Which of the following regarding aqueous and IOP is not true?
a) IOP is generally higher in the morning than in the evening.
b) IOP is slightly higher in the posterior chamber than in the anterior chamber.
c) Aqueous has no effect on the optical system of the eye.
d) Aqueous provides nutrition and waste removal for internal ocular structures.

A

c) While slight, the aqueous does exert a refractive influence on light entering the eye. The IOP is slightly higher in the posterior chamber because the aqueous meets some resistance as it encounters the margin of the pupil. The circulating aqueous also acts to bring nutrients to and remove wastes from the eye’s internal structures. Regarding answer a, see answer 61.

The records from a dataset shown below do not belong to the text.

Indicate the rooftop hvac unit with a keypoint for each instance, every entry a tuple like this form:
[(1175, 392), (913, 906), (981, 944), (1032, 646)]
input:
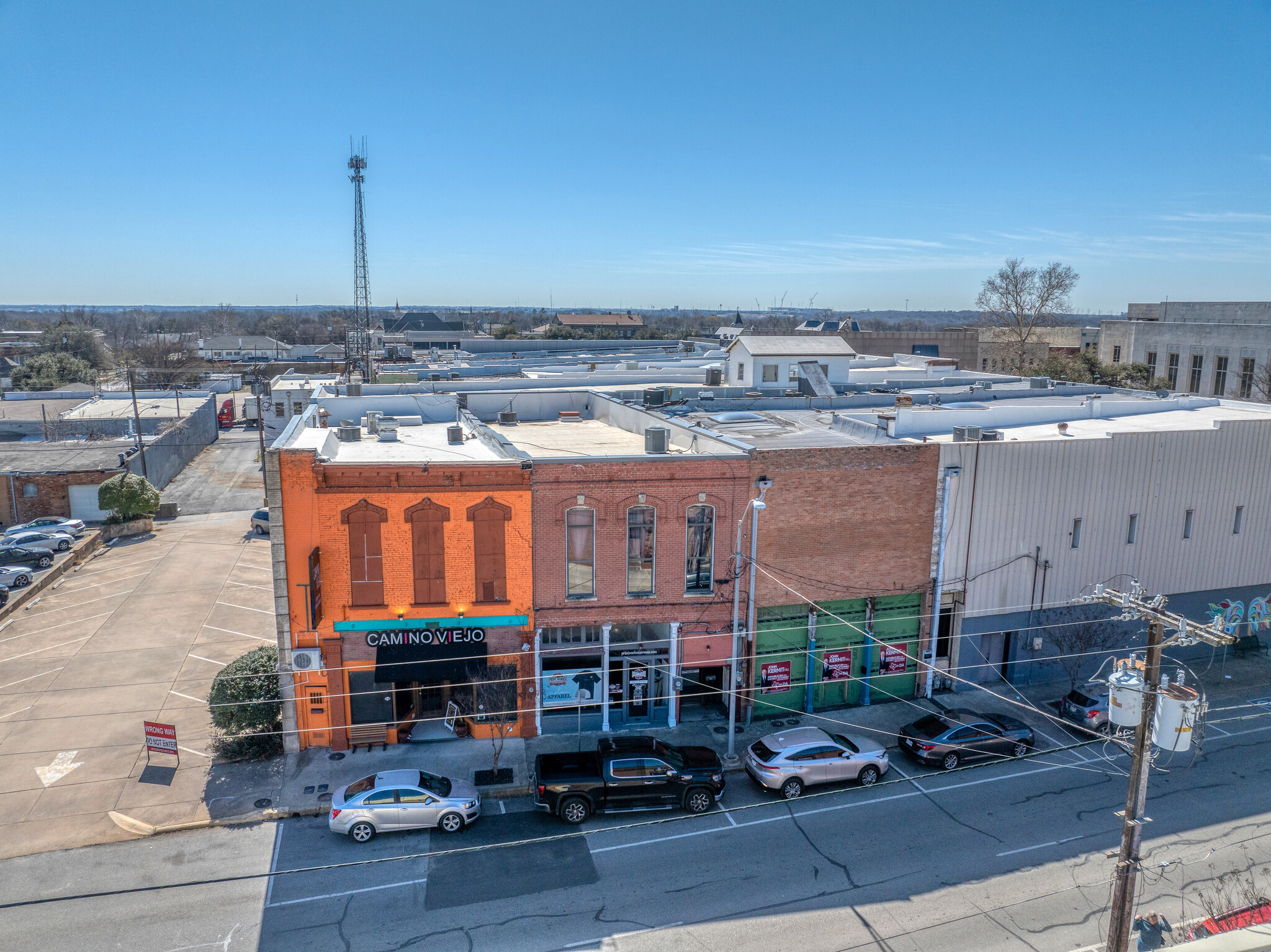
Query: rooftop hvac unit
[(305, 660), (657, 439)]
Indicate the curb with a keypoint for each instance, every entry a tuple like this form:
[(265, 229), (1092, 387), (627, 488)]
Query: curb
[(78, 554)]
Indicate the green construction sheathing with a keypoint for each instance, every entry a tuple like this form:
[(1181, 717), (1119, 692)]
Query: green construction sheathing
[(782, 636)]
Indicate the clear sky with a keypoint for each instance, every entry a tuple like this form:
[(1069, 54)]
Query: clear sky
[(634, 154)]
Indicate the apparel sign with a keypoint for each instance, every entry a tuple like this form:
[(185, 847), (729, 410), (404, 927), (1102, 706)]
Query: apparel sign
[(837, 665), (891, 660), (426, 636), (775, 678)]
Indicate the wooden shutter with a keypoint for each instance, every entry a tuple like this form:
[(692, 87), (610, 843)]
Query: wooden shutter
[(429, 550), (490, 559)]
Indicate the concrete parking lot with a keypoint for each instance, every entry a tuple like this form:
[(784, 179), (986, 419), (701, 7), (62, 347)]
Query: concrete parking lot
[(137, 633)]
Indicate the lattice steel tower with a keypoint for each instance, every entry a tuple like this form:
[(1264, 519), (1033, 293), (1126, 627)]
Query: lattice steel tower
[(359, 344)]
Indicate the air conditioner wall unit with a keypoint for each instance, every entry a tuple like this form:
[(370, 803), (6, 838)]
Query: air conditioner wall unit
[(307, 660)]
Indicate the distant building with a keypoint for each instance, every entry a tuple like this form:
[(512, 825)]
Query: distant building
[(621, 325)]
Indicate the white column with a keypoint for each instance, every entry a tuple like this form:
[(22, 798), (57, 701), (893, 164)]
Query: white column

ANSWER 61: IOP varies during the day (“diurnal”). It is usually higher early in the morning and lower during the afternoon. (In monitoring glaucoma, many physicians will vary the time of day that a patient comes in for IOP checks, to get a clearer idea of how treatment is affecting the pressure.)

60
Q

Regarding the normal diurnal variation of IOP:
a) IOP is higher early in the morning
b) IOP is lower early in the morning
c) IOP reaches a peak around noon
d) IOP is lowest around noon

A

a) IOP varies during the day (“diurnal”). It is usually higher early in the morning and lower
during the afternoon. (In monitoring glaucoma, many physicians will vary the time of day that a patient comes in for IOP checks, to get a clearer idea of how treatment is affecting the pressure.)

61
Q

The diurnal curve of IOP in a glaucoma patient:
a) may vary by 4 mm Hg
b) may vary up to 10 mm Hg
c) is less than in an eye without glaucoma
d) shows no variation in morning versus evening

A

b) The diurnal curve of the IOP in a patient with glaucoma may vary up to 10 mm Hg, being higher in the morning. The average (nonglaucomatous) eye varies only by about 4 mm Hg. Thus, this larger fluctuation is a factor in both diagnosis and treatment of glaucoma.

62
Q

Elevated IOP as seen in chronic open-angle glaucoma is believed to be the result of:
a) decreased function of cells in the trabecular meshwork
b) obstruction of the trabecular meshwork by particles
c) overproduction of aqueous
d) optic nerve damage

A

a) The degeneration of the trabecular meshwork (in function and/or cell density) as seen in open-angle glaucoma is not a product of the normal aging process. It seems to be disease-specific. Obstruction by particulate matter would be a secondary glaucoma. While over-production of aqueous does exist, it is not the primary entity in open-angle glaucoma.

63
Q

Patients who experience an increase in IOP while using corticosteroids are called:
a) ocular hypertensives
b) glaucoma suspects
c) steroid regulators
d) steroid responders

A

d) Steroids do not cause a rise in IOP in every patient, but those patients who do experience an IOP increase while on steroids are known as steroid responders.

64
Q

If the cornea is extremely thick or scarred:
a) the IOP measurements will always be underestimated
b) the IOP measurements will always be overestimated
c) the IOP measurements can be accepted with reservations
d) no tonometric measurement will be accurate enough to satisfy clinical needs

A

d) This opinion comes from Brubaker in his excellent article entitled Tonometry.
10 Other sources agree.

65
Q

You are about to do applanation tonometry on a patient, and she asks, “Will this tell
you if I have glaucoma?” You answer:
a) “Yes, but Dr. Jackson will give you the results.”
b) “Only if the reading is abnormal.”
c) “No, this is just a screening.”
d) “Eye pressure is just one part of diagnosing glaucoma.”

A

d) Although often called “the glaucoma test,” tonometry by itself is not adequate to diagnose glaucoma.